Canada was repaid for its enormous sacrifice by downright neglect, its unique contribution to victory being absorbed into the popular memory as somehow or other the work of the "British". The Second World War provided a re-run. The Canadian navy began the war with a half dozen vessels, and ended up policing nearly half of the Atlantic against U-boat attack. More than 120 Canadian warships participated in the Normandy landings, during which 15,000 Canadian soldiers went ashore on D-Day alone. Canada finished the war with the third largest navy and the fourth largest air force in the world.
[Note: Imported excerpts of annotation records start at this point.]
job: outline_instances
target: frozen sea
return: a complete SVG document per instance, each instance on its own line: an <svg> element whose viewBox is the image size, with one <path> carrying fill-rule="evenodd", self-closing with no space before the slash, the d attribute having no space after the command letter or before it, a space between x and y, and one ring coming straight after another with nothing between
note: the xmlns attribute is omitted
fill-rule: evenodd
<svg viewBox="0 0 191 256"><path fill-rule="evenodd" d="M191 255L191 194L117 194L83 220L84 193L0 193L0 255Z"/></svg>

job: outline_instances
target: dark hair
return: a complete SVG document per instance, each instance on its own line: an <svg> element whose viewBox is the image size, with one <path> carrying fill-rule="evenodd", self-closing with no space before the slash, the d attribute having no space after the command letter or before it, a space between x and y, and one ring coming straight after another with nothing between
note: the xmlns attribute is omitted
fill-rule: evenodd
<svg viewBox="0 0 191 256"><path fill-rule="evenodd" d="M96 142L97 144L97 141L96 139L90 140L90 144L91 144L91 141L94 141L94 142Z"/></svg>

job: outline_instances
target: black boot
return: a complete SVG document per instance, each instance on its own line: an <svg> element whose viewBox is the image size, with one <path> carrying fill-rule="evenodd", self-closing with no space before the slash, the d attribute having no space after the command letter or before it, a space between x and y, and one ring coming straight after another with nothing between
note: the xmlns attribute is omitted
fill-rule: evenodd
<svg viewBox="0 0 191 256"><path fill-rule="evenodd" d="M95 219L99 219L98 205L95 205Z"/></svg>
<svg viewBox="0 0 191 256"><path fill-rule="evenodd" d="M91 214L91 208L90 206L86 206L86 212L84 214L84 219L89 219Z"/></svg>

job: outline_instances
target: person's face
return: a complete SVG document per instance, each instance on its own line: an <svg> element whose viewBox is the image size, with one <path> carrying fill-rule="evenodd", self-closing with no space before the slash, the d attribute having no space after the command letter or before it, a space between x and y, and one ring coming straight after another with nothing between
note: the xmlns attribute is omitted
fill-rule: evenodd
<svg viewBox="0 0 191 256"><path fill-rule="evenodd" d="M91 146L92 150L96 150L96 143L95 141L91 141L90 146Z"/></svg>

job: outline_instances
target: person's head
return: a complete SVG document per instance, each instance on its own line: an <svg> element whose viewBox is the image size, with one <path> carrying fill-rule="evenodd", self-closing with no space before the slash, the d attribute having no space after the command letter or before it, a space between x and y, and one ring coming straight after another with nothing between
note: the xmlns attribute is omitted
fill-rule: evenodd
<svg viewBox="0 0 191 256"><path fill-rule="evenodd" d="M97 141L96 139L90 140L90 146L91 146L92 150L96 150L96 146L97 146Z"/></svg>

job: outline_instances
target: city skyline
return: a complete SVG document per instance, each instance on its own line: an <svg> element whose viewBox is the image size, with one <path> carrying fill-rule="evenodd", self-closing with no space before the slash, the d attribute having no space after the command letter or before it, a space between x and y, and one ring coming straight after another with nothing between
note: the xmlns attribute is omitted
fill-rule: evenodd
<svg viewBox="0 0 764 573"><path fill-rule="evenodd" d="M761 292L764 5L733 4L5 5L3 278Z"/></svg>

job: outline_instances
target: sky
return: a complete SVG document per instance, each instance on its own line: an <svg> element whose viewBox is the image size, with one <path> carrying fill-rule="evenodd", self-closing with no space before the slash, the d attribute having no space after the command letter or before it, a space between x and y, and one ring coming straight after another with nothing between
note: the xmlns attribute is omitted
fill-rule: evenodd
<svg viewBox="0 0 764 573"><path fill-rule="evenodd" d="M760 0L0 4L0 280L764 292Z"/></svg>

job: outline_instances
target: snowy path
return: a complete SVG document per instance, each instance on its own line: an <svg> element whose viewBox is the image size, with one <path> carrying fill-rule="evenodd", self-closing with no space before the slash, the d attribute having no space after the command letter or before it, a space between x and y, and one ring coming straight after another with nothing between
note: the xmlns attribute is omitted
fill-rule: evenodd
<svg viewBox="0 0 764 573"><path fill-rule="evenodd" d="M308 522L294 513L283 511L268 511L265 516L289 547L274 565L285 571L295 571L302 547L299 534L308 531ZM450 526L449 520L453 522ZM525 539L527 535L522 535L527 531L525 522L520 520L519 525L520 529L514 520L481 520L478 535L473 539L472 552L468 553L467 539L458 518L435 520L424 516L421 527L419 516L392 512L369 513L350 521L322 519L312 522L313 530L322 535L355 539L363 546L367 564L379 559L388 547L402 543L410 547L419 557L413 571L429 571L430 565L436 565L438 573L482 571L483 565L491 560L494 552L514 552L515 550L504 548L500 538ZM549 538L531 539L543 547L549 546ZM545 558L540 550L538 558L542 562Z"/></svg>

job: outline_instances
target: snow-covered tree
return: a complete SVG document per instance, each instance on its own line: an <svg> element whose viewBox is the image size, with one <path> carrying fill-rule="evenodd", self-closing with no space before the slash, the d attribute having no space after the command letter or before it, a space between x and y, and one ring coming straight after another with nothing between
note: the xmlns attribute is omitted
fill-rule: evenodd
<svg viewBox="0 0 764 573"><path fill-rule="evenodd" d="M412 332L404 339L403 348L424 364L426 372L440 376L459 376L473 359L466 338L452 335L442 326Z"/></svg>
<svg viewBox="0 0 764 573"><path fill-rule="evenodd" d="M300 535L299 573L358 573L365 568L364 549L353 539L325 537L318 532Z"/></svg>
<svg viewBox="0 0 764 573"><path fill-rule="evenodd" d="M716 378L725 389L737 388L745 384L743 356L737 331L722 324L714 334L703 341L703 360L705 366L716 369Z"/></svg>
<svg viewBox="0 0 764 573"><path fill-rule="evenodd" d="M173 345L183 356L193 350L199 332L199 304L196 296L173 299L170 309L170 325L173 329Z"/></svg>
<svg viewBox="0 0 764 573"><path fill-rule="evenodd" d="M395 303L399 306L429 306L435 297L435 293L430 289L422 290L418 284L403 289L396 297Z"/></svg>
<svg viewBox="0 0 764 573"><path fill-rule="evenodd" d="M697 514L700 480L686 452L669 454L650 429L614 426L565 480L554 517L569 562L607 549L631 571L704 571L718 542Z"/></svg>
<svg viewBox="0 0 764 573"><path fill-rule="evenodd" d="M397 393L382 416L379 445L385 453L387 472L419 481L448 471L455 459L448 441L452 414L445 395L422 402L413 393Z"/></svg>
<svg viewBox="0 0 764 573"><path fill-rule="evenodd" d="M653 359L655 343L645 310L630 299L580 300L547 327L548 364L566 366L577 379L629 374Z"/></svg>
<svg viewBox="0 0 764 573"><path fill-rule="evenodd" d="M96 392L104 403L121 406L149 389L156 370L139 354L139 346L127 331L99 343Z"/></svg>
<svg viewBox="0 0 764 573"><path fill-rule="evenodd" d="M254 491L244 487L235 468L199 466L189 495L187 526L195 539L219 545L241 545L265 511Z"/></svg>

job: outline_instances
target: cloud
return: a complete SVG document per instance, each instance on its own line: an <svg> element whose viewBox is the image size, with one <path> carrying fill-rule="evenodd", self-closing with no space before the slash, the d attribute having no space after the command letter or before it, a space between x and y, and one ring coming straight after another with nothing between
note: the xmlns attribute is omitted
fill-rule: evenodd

The world thanked Canada with the same sublime indifference as it had the previous time. Canadian participation in the war was acknowledged in film only if it was necessary to give an American actor a part in a campaign which the US had clearly not participated - a touching scrupulousness which, of course, Hollywood has since abandoned, as it has any notion of a separate Canadian identity.

So it is a general rule that actors and film-makers arriving in Hollywood keep their nationality - unless, that is, they are Canadian. Thus Mary Pickford, Walter Huston, Donald Sutherland, Michael J Fox, William Shatner, Norman Jewison, David Cronenberg and Dan Aykroyd have in the popular perception become American, and Christopher Plummer British. It is as if in the very act of becoming famous, a Canadian ceases to be Canadian, unless she is Margaret Atwood, who is as unshakeably Canadian as a moose, or Celine Dion, for whom Canada has proved quite unable to find any takers.

Think nothing of it. We're Canadians. That's what we do. Now, please; we maintain the secret identity for a reason.



...most of us don't look that good in tights.